Isso não significa, porém, o fim do wi-fi. O projeto prevê, em princípio, somente o recebimento de informação (unidirecional), mas os cientistas afirmam que conseguir não só, por exemplo, receber um e-mail como também enviá-lo, seria tão simples como colocar um emissor de luz no dispositivo (bidirecional). A ideia é que os dois sistemas coexistam para conseguir conexões mais eficientes e seguras.

E a transmissão de dados por luz direta limita seu raio de ação ao local em que o emissor e o receptor se encontram. Nenhuma pessoa pode interferir no sinal, como é possível fazer através das micro-ondas. Essa ausência de interferências favorece a instalação nos hospitais – na Coreia do Sul existe um projeto para eliminar todo o cabeamento de determinadas máquinas – e nos aviões. As utilidades são tantas quanto a mente possa imaginar.

Teste piloto

O desenvolvimento desta tecnologia tinha sido paralisado pela impossibilidade de se conseguir, em ambientes reais, uma velocidade de transmissão de dados tão superior à do wi-fi. Nestes últimos meses, no entanto, conseguiu-se implantar com sucesso, de forma piloto, em um escritório. Isso representa um salto qualitativo ao se obter velocidades de um gigabit por segundo. Ou seja, 100 vezes superior à velocidade média oferecida pelo wi-fi. “É um passo muito importante, porque o principal problema que encontramos em ambientes reais são as interferências, como, por exemplo, a luz natural”, comenta Ana García Armada, catedrática de Teoria do Sinal e Comunicações da Universidade Carlos III de Madri.

A implantação comercial exige um redesenho de muitos dos equipamentos emissores e receptores existentes, apesar de os cientistas trabalharem para que, por exemplo, a câmera de qualquer smartphone possa servir para decifrar o sinal da luz. As empresas de telecomunicações, como a Vodafone, admitem estar acompanhando com atenção seu progresso para avaliar as vantagens potenciais.

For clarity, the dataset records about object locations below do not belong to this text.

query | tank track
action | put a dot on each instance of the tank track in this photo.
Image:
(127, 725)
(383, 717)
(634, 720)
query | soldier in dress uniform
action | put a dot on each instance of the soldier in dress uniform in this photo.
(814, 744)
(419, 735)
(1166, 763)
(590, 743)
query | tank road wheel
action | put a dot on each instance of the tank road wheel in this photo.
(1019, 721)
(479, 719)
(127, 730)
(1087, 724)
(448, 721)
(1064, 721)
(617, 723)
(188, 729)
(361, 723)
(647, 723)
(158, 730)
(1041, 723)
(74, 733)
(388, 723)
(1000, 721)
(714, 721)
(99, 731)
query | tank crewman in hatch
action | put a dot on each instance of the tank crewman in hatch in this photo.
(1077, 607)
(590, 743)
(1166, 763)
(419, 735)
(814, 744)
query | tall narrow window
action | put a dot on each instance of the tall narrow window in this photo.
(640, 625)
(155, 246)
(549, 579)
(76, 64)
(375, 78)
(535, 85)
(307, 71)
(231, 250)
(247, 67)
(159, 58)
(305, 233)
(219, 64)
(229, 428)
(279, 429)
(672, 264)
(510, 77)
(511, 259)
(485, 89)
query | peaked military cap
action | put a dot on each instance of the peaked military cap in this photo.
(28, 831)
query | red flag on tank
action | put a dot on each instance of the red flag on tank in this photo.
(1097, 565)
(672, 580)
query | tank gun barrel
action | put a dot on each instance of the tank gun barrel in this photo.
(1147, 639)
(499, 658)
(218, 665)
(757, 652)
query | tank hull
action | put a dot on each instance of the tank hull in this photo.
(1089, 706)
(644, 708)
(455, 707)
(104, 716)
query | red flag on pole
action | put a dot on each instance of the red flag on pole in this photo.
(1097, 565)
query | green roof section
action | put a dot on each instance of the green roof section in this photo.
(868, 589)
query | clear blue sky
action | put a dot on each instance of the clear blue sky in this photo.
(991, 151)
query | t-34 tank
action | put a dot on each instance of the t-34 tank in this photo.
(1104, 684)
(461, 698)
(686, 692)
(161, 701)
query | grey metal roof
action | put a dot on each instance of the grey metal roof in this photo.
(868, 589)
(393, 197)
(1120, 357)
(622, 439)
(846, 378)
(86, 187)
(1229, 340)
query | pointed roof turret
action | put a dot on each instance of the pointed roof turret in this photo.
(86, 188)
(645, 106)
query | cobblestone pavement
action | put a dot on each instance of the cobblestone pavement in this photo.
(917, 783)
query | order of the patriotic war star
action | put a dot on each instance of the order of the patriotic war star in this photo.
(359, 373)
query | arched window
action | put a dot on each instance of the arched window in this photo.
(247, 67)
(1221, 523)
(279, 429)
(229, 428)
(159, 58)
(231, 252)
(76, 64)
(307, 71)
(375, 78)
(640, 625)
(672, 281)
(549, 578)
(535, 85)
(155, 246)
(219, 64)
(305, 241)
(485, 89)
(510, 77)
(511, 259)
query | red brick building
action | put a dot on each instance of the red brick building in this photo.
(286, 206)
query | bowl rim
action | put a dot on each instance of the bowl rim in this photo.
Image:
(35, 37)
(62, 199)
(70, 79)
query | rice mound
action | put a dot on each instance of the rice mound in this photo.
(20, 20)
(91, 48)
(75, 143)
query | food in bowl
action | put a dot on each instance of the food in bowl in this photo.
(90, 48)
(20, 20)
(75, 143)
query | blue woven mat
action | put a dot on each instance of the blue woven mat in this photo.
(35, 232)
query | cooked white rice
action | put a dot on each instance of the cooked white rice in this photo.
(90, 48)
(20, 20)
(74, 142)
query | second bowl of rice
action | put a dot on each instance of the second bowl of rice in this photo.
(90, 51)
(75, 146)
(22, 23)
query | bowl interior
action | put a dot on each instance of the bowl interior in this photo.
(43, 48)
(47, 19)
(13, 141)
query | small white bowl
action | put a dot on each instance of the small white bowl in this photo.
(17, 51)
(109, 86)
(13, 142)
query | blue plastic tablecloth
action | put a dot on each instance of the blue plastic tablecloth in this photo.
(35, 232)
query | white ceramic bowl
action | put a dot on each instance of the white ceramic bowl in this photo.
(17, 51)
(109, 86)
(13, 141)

UMA GERAÇÃO DE CARROS INTELIGENTES

A tecnologia li-fi revolucionará também a forma de circular. Um projeto espanhol está desenvolvendo um protótipo de modulador que dará acesso à internet sem fio por meio dos postes de iluminação pública. “Estamos em uma etapa inicial, mas esperamos que em alguns anos possa ser uma realidade comercial”, afirma a catedrática García Armada, que participa do projeto.

A iluminação das rodovias se transformará em uma imensa rede de conexão. Os veículos inteligentes poderão se comunicar entre si por meio dos faróis de LED. Neste caso, ao ter ambos emissores de luz direta, pode-se estabelecer uma interação bidirecional. Entre as funcionalidades estão a de evitar acidentes ao detectar-se automaticamente uma brusca redução de velocidade do veículo que circula à frente.